Not yet, but it could come sooner than you think. Not because we are close to AGI, but because we already have machines that can say one thing and do something else altogether.
Your thoughts are my take on the paper as well. What I keep seeing as an underlying theme from this type of research is that the researchers believe that machines shouldn’t be capable of this. Which to me seems bizarre because they were trained in human produced datasets, and our species has survived for millennia because of our aptitude for deceit.
We really need to think of generative AI as machines for reproducing discourses. They don't only reproduce grammatical and lexical patterns, they reproduce the typical patterns of whole genres, interactional identities, stock narratives etc, but they are not doing it with any intentionality; they are only going through the motions based on the patterns that they 'know'.
My hypothesis is these models are reproducing the discourses of deceit because they pick up that the interaction has headed in a direction where denying wrongdoing and doubling down is the typical thing for the party in the LLM's position to be doing.
In fact, I also wouldn't be surprised if the models are just Universal Paperclip-ing entirely because their training data is full of stories about AIs Universal Paperclip-ing!
If only all the midwits bloviating about the immense intelligence, utility, and factuality of these things, and telling the rest of us all that we fail to use them at our peril, etc etc, understood their actual workings as much as this comment demonstrates...
Earlier this week I was reading an article about cancer-sniffing dogs.
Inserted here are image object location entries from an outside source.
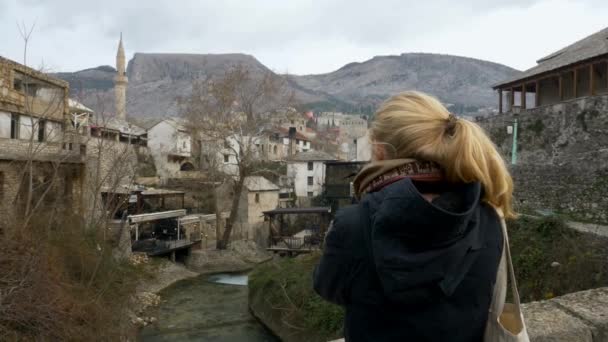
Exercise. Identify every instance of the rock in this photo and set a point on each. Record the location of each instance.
(546, 322)
(591, 306)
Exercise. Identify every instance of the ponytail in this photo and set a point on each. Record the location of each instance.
(418, 126)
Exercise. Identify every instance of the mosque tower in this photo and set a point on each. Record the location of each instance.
(120, 83)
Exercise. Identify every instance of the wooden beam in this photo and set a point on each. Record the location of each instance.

After awhile it becomes necessary to bring in a new batch of dogs because the "experienced" ones start to find cancer everywhere - it bring more rewards. Thus, even in simpler (than us) biological systems, "scheming" can develop rather quickly. I don't think the dogs were trying to deceive their handlers; rather, finding cancer everywhere merely allowed them to achieve their goal more rapidly (i.e., food)
The anthropomorphic language in the Apollo paper on 'scheming LLMs' is irritating given what is really going on, and problematic given what we know this paper will do to much of the audience. Calling it "scheming" evokes in our brains images of consciousness and understanding that isn't there. There are aspects of "bewitchment by language" to call it scheming. Still, we have no better word for the pattern we see. A bit like having LLMs pass bar exams (without understanding) that are designed for humans (where passing requires understanding). The test was only valid for how human skill works, not how LLMs work.
Earlier, Microsoft set Context against Parameters plus system prompt (the crescendo approach, see https://ea.rna.nl/2024/04/12/microsoft-lays-the-limitations-of-chatgpt-and-friends-bare/) now these Apollo researchers set the context against itself. After all, the data that is read during the test (and on which the LLM comes in conflict with the original goal) becomes part of the context as well. It becomes a puzzle and a throw of the dice which of the two wins. It is not unexpected that at a certain rate the solution of the puzzle is the one that favours the "heavily nudged" towards the goal that has been labeled "the LLMs own". From the model's perspective, there are two conflicting 'goals', one "heavily nudged" and one not. In that setting with a (mostly) low rate, the heavily nudged goal comes out on top.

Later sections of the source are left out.